Finalising the analysis plan
In a two-day meeting on 27th and 28th of February in Barcelona, NIVEL, IR-HSCSP, UOI and FAD finalised the last details of the COMPAR-EU analysis plan. In this meeting, we’ve advanced our plans on how to deal with complex interventions in network meta-analysis (NMA) and how to best balance the trade-off between describing interventions in detail and ensuring that our NMA has enough statistical power. The whole discussion was based on the perspective of the end users of our results, with the goal of adding value to the knowledge on self-management of patients, professionals, industry, researchers and decision-makers. With this end-goal in mind we also worked on the last details of the coordination of all partners, covering all key steps of the effectiveness analysis: the extraction of data, data cleaning, descriptive analysis, GRADE quality analysis, pair-wise comparisons and NMA.
First Advisory Board Meeting
Our first COMPAR-EU Advisory Board meeting was a complete success! On 8th of February 2019 seven Advisory Board members came together with five COMPAR-EU team members in Paris. After giving an overview of the project and the progress to date, the exploitation of the project´s (expected) results was thoroughly discussed. Different stakeholder views were represented in the meeting: Patient, Clinician, Health Technology Assessment, Decision Aids and Patient Empowerment, Health System Innovation, Digital Health Investor, and Industry.

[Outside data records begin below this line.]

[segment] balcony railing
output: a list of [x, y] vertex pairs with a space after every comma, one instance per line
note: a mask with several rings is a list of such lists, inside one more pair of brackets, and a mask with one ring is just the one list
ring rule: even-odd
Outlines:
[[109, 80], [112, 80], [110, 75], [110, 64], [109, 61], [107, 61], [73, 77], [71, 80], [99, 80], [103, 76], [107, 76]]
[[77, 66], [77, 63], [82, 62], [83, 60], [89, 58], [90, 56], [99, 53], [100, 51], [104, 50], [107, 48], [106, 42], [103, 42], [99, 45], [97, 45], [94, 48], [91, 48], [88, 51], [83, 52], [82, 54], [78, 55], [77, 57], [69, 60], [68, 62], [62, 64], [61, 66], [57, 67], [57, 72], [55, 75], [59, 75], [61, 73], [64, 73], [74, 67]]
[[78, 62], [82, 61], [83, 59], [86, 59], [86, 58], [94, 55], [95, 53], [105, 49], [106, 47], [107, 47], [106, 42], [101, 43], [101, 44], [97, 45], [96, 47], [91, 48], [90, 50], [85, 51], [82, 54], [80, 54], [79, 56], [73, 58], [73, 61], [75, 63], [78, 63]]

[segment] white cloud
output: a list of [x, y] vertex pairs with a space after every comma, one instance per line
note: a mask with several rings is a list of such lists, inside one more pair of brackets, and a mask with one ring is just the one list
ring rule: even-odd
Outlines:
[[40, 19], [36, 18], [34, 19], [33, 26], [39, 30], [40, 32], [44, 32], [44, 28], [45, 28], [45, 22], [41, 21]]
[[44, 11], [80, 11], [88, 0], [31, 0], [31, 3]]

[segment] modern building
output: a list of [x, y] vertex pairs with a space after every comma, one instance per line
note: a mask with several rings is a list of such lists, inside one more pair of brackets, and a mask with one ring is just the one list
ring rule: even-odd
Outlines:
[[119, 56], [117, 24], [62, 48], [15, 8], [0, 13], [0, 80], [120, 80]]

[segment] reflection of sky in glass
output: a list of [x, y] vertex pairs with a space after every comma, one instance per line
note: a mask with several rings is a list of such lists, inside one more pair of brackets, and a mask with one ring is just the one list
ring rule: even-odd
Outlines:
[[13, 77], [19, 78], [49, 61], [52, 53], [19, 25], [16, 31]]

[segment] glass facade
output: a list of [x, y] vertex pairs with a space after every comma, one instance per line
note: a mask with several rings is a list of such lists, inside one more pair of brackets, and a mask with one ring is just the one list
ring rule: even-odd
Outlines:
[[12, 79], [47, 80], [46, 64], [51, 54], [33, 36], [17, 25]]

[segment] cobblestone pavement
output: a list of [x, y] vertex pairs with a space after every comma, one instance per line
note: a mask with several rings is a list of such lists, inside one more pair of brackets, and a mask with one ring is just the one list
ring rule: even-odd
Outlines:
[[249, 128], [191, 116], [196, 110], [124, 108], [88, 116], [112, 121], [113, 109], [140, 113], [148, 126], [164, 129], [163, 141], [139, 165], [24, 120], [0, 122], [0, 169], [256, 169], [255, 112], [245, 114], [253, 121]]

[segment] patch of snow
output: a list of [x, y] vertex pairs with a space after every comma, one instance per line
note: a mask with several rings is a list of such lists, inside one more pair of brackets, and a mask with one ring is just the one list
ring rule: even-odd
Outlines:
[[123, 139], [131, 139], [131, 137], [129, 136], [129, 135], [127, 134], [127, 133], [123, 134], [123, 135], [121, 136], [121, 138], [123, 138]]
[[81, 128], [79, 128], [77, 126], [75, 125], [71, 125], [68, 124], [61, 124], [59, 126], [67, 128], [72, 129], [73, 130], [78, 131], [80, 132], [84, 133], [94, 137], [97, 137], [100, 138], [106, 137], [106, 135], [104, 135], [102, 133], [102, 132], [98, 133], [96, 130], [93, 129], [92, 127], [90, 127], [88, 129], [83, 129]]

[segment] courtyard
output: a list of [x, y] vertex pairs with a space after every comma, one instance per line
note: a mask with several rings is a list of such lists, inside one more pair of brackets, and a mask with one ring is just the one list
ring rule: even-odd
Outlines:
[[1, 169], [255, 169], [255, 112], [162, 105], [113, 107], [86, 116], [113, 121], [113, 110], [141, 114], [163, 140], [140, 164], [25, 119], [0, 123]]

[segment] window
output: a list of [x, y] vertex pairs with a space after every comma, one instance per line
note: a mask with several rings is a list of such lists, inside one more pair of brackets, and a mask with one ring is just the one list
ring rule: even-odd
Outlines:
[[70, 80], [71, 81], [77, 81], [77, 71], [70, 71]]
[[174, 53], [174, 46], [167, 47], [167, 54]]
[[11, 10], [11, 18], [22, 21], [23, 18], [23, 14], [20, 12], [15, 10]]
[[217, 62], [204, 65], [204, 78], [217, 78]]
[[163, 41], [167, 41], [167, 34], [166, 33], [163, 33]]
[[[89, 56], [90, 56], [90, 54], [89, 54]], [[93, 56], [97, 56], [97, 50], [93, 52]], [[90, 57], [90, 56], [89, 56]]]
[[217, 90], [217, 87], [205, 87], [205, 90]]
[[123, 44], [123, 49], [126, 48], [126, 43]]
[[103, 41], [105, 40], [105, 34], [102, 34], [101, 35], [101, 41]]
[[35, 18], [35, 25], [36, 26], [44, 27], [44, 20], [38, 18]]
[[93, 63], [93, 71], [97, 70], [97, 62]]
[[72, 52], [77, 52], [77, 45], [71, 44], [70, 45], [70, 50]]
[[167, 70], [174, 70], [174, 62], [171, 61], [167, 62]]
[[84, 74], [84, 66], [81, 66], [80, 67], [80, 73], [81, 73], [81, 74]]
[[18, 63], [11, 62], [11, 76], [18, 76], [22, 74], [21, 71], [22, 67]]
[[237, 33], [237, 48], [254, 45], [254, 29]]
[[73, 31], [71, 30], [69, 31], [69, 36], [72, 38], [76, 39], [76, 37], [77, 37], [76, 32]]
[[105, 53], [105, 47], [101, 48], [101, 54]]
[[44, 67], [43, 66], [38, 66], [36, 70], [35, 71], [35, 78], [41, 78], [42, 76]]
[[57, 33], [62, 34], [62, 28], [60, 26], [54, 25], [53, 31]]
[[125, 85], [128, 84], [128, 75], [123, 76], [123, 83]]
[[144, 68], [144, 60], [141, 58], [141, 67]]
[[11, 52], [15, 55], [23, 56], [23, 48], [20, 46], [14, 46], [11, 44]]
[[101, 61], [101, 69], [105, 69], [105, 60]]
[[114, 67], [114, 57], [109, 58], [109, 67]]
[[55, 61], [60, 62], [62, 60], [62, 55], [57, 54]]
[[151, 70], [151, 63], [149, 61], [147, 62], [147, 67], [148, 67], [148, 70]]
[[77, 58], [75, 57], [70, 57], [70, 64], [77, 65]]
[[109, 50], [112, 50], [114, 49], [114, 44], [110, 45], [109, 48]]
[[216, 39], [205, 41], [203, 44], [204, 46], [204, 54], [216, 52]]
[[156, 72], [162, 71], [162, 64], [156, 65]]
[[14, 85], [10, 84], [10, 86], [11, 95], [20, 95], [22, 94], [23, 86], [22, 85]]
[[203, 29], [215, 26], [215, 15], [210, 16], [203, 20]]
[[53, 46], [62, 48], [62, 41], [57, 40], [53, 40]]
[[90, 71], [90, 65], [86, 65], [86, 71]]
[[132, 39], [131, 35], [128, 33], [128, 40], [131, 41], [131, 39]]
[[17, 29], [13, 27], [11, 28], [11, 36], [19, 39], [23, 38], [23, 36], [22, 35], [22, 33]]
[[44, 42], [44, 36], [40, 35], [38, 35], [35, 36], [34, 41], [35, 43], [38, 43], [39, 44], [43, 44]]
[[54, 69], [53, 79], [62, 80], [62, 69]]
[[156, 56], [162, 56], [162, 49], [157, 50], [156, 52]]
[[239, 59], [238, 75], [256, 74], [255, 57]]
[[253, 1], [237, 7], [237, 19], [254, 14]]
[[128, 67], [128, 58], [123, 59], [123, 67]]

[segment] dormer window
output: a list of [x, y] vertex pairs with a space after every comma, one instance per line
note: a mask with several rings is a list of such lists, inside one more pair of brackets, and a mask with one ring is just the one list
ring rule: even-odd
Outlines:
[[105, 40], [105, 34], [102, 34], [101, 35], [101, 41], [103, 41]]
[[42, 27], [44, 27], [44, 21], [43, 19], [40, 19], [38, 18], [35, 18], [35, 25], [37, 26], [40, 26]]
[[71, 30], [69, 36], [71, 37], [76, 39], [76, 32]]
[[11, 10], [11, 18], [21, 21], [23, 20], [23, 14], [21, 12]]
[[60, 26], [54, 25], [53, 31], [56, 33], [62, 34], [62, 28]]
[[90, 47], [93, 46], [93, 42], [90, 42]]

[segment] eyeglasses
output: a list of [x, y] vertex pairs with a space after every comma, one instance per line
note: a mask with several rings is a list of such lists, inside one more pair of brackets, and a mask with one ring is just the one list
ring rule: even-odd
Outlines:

We appreciate all the valuable contributions helping to increase the project´s impact, the commitment of the members and the strong cooperation.
During the project timeframe of five years (till the end of 2022), the Advisory Board is expected to meet three times. In general, the Advisory Board advises the COMPAR-EU consortium on issues related to project goals and associated legal, ethical, and social issues. The members will play a key role in supporting the dissemination and exploitation of results.